I could blow away the server altogether and rebuild using CentOS to follow the how-to exactly but I'd obviously prefer not having to recreate the proverbial wheel.
- created a file named redacted.ca.conf and saved it in
-
I should add that ScreenConnect is fully accessible at www.redacted.ca:8040 so I'm pretty sure I screwed something up somewhere.
-
Did you reload Nginx after adding the configuration file?
-
@scottalanmiller Sure did. Restarted both Nginx and ScreenConnect services.
-
Here is a really simple nginx config that I have...
server { listen 443 ssl http2; server_name server.com www.server.com; ssl on; include ssl.conf; ssl_certificate /etc/letsencrypt/live/server.com/fullchain.pem; ssl_certificate_key /etc/letsencrypt/live/server.com/privkey.pem; location / { proxy_pass http://127.0.0.1/; } }
-
@scottalanmiller said in Looking for how-to on setting up a proxy:
server {
listen 443 ssl http2;
server_name server.com www.server.com;ssl on; include ssl.conf; ssl_certificate /etc/letsencrypt/live/server.com/fullchain.pem; ssl_certificate_key /etc/letsencrypt/live/server.com/privkey.pem; location / { proxy_pass http://127.0.0.1/; }
}
When I use this simplified file, and modify only for my domain, Nginx won't restart. It appears I'm in an even worse spot with this file than before unfortunately.
-
What error does it give you when Nginx fails? Maybe your cert paths is bad.
-
Thanks Scott. The error was because of the
include ssl.conf;
reference. I removed this line and now it connects and HTTPS is enabled.
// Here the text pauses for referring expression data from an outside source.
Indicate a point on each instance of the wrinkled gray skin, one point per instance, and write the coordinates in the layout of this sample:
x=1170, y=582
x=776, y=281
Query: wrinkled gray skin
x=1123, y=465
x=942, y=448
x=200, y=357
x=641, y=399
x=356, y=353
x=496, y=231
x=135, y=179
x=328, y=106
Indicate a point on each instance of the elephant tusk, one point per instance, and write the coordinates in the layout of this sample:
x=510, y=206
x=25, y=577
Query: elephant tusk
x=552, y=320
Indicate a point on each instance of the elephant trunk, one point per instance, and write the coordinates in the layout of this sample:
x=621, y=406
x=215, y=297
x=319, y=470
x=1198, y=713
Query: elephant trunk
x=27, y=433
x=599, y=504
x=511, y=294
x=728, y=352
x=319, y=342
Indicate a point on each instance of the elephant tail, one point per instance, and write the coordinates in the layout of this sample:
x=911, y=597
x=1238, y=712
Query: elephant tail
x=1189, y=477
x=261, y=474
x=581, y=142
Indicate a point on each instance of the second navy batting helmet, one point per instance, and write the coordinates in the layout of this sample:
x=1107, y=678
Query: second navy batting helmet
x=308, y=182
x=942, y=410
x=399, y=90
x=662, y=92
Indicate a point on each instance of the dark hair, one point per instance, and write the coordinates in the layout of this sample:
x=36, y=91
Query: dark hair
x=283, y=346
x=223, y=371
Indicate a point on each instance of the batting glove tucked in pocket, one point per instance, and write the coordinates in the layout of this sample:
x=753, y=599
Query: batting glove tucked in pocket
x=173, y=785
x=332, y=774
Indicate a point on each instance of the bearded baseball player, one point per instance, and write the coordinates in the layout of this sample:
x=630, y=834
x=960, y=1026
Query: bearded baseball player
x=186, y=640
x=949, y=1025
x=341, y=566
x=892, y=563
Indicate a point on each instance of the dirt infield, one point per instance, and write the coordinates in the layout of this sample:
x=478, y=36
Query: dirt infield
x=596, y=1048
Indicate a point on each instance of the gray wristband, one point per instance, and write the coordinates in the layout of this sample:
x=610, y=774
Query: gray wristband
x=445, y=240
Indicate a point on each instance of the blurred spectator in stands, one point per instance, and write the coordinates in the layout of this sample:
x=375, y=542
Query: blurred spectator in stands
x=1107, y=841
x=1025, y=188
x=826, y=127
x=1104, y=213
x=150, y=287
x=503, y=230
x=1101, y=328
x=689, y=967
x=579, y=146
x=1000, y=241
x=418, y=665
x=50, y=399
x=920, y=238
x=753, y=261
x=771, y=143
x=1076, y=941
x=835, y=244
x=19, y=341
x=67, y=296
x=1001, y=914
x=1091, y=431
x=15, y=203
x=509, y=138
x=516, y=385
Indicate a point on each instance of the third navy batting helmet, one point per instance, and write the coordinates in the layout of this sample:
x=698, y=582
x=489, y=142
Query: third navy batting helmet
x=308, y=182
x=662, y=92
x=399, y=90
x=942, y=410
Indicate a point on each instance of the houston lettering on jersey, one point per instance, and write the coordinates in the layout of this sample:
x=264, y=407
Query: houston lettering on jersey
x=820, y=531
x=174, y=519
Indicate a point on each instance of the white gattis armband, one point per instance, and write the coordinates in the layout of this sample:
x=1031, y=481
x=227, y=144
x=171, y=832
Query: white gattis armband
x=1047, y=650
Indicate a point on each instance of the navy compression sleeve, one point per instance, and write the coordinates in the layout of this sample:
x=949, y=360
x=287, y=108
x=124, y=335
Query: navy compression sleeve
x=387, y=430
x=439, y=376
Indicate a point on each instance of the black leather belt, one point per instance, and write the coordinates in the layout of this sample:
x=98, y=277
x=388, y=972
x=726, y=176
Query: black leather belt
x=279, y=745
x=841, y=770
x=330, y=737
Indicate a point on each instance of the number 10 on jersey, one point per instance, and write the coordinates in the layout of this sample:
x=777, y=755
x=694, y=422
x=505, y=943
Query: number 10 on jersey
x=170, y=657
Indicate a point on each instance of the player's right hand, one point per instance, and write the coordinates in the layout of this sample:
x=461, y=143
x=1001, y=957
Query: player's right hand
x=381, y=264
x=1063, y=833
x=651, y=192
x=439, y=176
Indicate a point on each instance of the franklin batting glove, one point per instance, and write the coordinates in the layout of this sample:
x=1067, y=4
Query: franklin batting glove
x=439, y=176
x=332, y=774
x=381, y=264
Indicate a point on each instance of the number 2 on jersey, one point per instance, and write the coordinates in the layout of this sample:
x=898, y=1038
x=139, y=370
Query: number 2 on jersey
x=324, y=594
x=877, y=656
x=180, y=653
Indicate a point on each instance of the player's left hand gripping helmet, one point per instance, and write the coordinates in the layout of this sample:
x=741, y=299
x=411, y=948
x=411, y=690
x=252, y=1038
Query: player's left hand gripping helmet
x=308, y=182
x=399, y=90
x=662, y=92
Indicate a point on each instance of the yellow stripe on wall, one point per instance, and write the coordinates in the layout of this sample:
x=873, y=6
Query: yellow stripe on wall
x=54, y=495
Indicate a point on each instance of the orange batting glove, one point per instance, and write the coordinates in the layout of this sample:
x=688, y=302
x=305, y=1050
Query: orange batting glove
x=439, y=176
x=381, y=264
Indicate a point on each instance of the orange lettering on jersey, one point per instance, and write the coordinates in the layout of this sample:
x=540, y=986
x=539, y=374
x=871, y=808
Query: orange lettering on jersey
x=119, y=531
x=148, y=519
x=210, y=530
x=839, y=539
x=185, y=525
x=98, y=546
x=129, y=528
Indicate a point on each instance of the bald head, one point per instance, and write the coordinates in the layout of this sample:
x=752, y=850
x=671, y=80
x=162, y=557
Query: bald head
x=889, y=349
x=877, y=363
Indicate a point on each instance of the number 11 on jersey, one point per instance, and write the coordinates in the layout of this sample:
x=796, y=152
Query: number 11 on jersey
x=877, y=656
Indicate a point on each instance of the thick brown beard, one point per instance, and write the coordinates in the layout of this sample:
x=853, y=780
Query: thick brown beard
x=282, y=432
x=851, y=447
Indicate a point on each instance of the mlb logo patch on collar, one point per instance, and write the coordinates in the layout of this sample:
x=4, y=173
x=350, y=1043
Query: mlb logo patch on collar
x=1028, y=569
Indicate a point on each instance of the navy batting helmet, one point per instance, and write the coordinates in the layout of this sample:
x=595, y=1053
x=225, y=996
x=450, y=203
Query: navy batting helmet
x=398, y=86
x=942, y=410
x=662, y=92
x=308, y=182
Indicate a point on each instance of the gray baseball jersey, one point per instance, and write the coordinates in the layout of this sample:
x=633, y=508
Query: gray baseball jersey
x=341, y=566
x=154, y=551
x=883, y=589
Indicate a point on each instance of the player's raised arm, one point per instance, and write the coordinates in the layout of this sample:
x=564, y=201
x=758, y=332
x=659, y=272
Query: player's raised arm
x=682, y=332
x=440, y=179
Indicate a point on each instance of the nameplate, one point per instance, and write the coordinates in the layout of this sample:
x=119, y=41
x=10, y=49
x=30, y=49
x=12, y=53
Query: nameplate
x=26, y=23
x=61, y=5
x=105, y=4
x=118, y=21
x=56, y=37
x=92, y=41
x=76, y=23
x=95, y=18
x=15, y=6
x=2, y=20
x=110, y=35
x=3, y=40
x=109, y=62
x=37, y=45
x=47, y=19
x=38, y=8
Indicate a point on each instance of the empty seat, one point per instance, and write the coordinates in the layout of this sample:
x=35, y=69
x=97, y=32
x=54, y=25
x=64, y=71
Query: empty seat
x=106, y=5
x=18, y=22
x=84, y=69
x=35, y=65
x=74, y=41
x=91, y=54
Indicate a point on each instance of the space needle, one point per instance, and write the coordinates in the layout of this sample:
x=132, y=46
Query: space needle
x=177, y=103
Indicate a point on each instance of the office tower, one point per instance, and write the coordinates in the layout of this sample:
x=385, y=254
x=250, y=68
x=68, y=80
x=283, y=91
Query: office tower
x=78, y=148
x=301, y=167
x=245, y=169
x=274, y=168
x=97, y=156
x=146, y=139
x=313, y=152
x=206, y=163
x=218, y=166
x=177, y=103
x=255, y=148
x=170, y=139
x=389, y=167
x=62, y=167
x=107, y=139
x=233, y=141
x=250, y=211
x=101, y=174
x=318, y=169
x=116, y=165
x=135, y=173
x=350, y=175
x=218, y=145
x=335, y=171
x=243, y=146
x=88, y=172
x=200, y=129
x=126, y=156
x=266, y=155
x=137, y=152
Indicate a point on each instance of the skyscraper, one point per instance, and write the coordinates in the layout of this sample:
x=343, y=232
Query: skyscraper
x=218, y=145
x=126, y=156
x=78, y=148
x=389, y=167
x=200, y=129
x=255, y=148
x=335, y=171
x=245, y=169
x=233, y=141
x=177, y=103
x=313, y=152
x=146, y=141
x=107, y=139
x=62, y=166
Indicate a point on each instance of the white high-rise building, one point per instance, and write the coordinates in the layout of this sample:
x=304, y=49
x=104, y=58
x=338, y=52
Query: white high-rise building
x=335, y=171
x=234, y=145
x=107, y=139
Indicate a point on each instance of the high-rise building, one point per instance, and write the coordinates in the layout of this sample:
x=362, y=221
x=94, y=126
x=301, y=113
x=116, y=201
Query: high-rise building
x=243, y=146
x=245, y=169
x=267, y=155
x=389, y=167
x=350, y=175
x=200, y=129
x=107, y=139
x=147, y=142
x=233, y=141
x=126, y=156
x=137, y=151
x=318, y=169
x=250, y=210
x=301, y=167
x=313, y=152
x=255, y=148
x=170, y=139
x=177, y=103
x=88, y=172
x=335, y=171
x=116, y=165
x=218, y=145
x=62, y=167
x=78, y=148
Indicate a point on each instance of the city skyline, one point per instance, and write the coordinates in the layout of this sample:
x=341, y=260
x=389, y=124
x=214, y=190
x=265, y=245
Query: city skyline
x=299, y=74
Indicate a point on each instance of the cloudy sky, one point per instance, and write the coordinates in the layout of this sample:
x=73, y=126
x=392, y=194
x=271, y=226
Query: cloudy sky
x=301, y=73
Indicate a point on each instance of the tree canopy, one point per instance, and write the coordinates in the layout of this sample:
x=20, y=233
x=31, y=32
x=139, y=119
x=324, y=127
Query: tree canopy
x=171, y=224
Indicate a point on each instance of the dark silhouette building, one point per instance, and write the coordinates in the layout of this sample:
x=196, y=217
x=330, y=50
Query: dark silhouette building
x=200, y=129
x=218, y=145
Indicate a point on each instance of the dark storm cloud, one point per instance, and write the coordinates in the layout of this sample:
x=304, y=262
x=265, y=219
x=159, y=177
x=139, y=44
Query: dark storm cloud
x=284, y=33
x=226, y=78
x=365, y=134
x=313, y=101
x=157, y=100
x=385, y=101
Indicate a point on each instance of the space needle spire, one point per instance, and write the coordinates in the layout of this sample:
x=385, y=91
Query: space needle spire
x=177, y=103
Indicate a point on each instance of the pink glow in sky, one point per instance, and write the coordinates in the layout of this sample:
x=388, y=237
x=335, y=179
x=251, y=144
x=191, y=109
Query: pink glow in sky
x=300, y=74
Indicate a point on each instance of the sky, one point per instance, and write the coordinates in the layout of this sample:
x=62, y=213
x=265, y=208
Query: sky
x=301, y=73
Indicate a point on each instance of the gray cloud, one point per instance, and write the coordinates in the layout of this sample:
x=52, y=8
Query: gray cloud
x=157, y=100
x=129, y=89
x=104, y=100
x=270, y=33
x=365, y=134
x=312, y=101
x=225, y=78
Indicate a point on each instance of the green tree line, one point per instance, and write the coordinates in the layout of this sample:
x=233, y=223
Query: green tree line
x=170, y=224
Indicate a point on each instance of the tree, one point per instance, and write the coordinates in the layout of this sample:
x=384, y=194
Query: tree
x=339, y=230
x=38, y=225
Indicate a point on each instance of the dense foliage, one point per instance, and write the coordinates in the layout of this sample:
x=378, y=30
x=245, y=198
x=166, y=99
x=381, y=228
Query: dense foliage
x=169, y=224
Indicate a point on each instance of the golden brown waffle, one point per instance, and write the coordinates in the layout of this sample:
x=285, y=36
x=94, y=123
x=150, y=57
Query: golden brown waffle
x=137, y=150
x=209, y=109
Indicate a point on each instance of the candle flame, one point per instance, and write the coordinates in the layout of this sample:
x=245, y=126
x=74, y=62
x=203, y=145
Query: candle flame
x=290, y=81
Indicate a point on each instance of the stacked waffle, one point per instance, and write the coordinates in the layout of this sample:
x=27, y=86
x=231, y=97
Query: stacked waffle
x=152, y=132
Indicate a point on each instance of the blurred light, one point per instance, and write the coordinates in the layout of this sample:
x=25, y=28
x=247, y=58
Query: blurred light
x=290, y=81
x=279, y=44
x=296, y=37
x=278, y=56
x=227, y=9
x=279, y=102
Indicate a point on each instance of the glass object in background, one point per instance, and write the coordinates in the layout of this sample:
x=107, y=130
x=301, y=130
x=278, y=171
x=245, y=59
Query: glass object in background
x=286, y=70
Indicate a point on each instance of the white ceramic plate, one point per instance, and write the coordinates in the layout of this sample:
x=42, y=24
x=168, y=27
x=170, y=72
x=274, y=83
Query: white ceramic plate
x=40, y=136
All seems to work. I'll have to test some more but...awesome! Thanks for your help! -
Only thing left to do now is to figure out how to redirect HTTP traffic to HTTPS and I'm done.
-
@NashBrydges said in Looking for how-to on setting up a proxy:
Only thing left to do now is to figure out how to redirect HTTP traffic to HTTPS and I'm done.
Your traffic is already SSL on port 443. There is nothing on http.
The connection from the proxy to ScreenConnect can be non SSL is it is all behind a firewall because nothing comes from the firewall to ScreenConnect.
Here is my Nginx ScreenConnect conf file.
[root@nginxproxy ~]# cat /etc/nginx/conf.d/support.bundystl.com.conf server { client_max_body_size 40M; listen 443 ssl; server_name support.bundystl.com; server_tokens off; ssl on; ssl_certificate /etc/letsencrypt/live/daerma.com/fullchain.pem; ssl_certificate_key /etc/letsencrypt/live/daerma.com/privkey.pem; ssl_stapling on; ssl_stapling_verify on; ssl_protocols TLSv1.2 TLSv1.1 TLSv1; ssl_ciphers 'EECDH+AESGCM:EDH+AESGCM:AES256+EECDH:AES256+EDH'; ssl_prefer_server_ciphers on; ssl_session_cache shared:SSL:10m; ssl_dhparam /etc/ssl/certs/dhparam.pem; add_header Strict-Transport-Security "max-age=31536000; includeSubdomains"; location / { proxy_set_header X-Real-IP $remote_addr; proxy_set_header X-Forwarded-For $proxy_add_x_forwarded_for; proxy_set_header Host $http_host; proxy_set_header X-NginX-Proxy true; proxy_pass http://10.254.0.36:8040; proxy_redirect off; # Socket.IO Support proxy_http_version 1.1; proxy_set_header Upgrade $http_upgrade; proxy_set_header Connection "upgrade"; } } server { client_max_body_size 40M; listen 80; server_name support.bundystl.com; rewrite ^ https://$server_name$request_uri? permanent; }
NOw you will need port 8041 forwarded through your router directly to the ScreenConnect server because that port is the pre encrypted relay port.